Let's build a model for traffic crashes in Chicago. We can build a model to predict whether a crash involved an injury or not.

Explore data

This dataset covers traffic crashes on city streets within Chicago city limits under the jurisdiction of the Chicago Police Department.

All crashes are recorded as per the format specified in the Traffic Crash Report, SR1050, of the Illinois Department of Transportation. As per Illinois statute, only crashes with a property damage value of $1,500 or more or involving bodily injury to any person(s) and that happen on a public roadway and that involve at least one moving vehicle, except bike dooring, are considered reportable crashes. However, CPD records every reported traffic crash event, regardless of the statute of limitations, and hence any formal Chicago crash dataset released by Illinois Department of Transportation may not include all the crashes listed here.
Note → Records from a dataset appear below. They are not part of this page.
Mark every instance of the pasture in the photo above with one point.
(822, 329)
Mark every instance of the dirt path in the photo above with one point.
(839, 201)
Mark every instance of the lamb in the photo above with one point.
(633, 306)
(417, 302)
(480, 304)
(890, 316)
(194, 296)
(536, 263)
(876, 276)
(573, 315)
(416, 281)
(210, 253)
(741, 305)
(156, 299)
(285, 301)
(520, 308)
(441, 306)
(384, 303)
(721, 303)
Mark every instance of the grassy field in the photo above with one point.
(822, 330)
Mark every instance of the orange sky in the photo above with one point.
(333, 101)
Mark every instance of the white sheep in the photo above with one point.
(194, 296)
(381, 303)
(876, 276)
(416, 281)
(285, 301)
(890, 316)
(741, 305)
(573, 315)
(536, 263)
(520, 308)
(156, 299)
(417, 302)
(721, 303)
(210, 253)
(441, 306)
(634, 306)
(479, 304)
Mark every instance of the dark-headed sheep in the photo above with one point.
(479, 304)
Let's download the last two years of data to train our model.

library(tidyverse)
library(lubridate)
library(RSocrata)

years_ago <- today() - years(2)
crash_url <- glue::glue("https://data.cityofchicago.org/Transportation/Traffic-Crashes-Crashes/85ca-t3if?$where=CRASH_DATE > '{years_ago}'")
crash_raw <- as_tibble(read.socrata(crash_url))

crash <- crash_raw %>%
  arrange(desc(crash_date)) %>%
  transmute(injuries = if_else(injuries_total > 0, "injuries", "none"),
            crash_date,
            crash_hour,
            report_type = if_else(report_type == "", "UNKNOWN", report_type),
            num_units,
            posted_speed_limit,
            weather_condition,
            lighting_condition,
            roadway_surface_cond,
            first_crash_type,
            trafficway_type,
            prim_contributory_cause,
            latitude, longitude) %>%
  na.omit()

glimpse(crash)
## Rows: 207,422
## Columns: 14
## $ injuries                <chr> "none", "none", "none", "none", "injuries", "injuries",…
## $ crash_date              <dttm> 2021-01-03 03:00:00, 2021-01-03 01:37:00, 2021-01-03 0…
## $ crash_hour              <int> 3, 1, 1, 1, 0, 0, 0, 23, 22, 22, 22, 22, 22, 21, 21, 21…
## $ report_type             <chr> "ON SCENE", "ON SCENE", "ON SCENE", "ON SCENE", "ON SCE…
## $ num_units               <int> 3, 1, 2, 2, 2, 2, 2, 2, 2, 2, 3, 2, 2, 1, 1, 2, 2, 2, 3…
## $ posted_speed_limit      <int> 30, 30, 30, 30, 30, 30, 30, 30, 30, 30, 30, 30, 25, 30,…
## $ weather_condition       <chr> "SNOW", "BLOWING SNOW", "RAIN", "RAIN", "RAIN", "SLEET/…
## $ lighting_condition      <chr> "DARKNESS, LIGHTED ROAD", "DARKNESS, LIGHTED ROAD", "DA…
## $ roadway_surface_cond    <chr> "SNOW OR SLUSH", "WET", "WET", "WET", "WET", "SNOW OR S…
## $ first_crash_type        <chr> "PARKED MOTOR VEHICLE", "FIXED OBJECT", "REAR TO FRONT"…
## $ trafficway_type         <chr> "NOT DIVIDED", "DIVIDED - W/MEDIAN (NOT RAISED)", "PARK…
## $ prim_contributory_cause <chr> "UNABLE TO DETERMINE", "UNABLE TO DETERMINE", "IMPROPER…
## $ latitude                <dbl> 41.91719, 41.84131, 41.87857, 41.91702, 41.68529, 41.83…
## $ longitude               <dbl> -87.78755, -87.69498, -87.74506, -87.74793, -87.61574, …
library(lubridate)
crash %>%
  mutate(crash_date = floor_date(crash_date, unit = "week")) %>%
  count(crash_date, injuries) %>%
  filter(crash_date != last(crash_date),
         crash_date != first(crash_date)) %>%
  ggplot(aes(crash_date, n, color = injuries)) +
  geom_line(size = 1.5, alpha = 0.7) +
  scale_y_continuous(limits = (c(0, NA))) +
  labs(x = NULL, y = "Number of traffic crashes per week",
       color = "Injuries?")

plot of chunk unnamed-chunk-2

Ah, 2020!

How has the injury rate changed over time?

crash %>%
  mutate(crash_date = floor_date(crash_date, unit = "week")) %>%
  count(crash_date, injuries) %>%
  filter(crash_date != last(crash_date),
         crash_date != first(crash_date)) %>%
  group_by(crash_date) %>%
  mutate(percent_injury = n / sum(n)) %>%
  ungroup() %>%
  filter(injuries == "injuries") %>%
  ggplot(aes(crash_date, percent_injury)) +
  geom_line(size = 1.5, alpha = 0.7, color = "midnightblue") +
  scale_y_continuous(limits = c(0, NA), labels = percent_format()) +
  labs(x = NULL, y = "% of crashes that involve injuries")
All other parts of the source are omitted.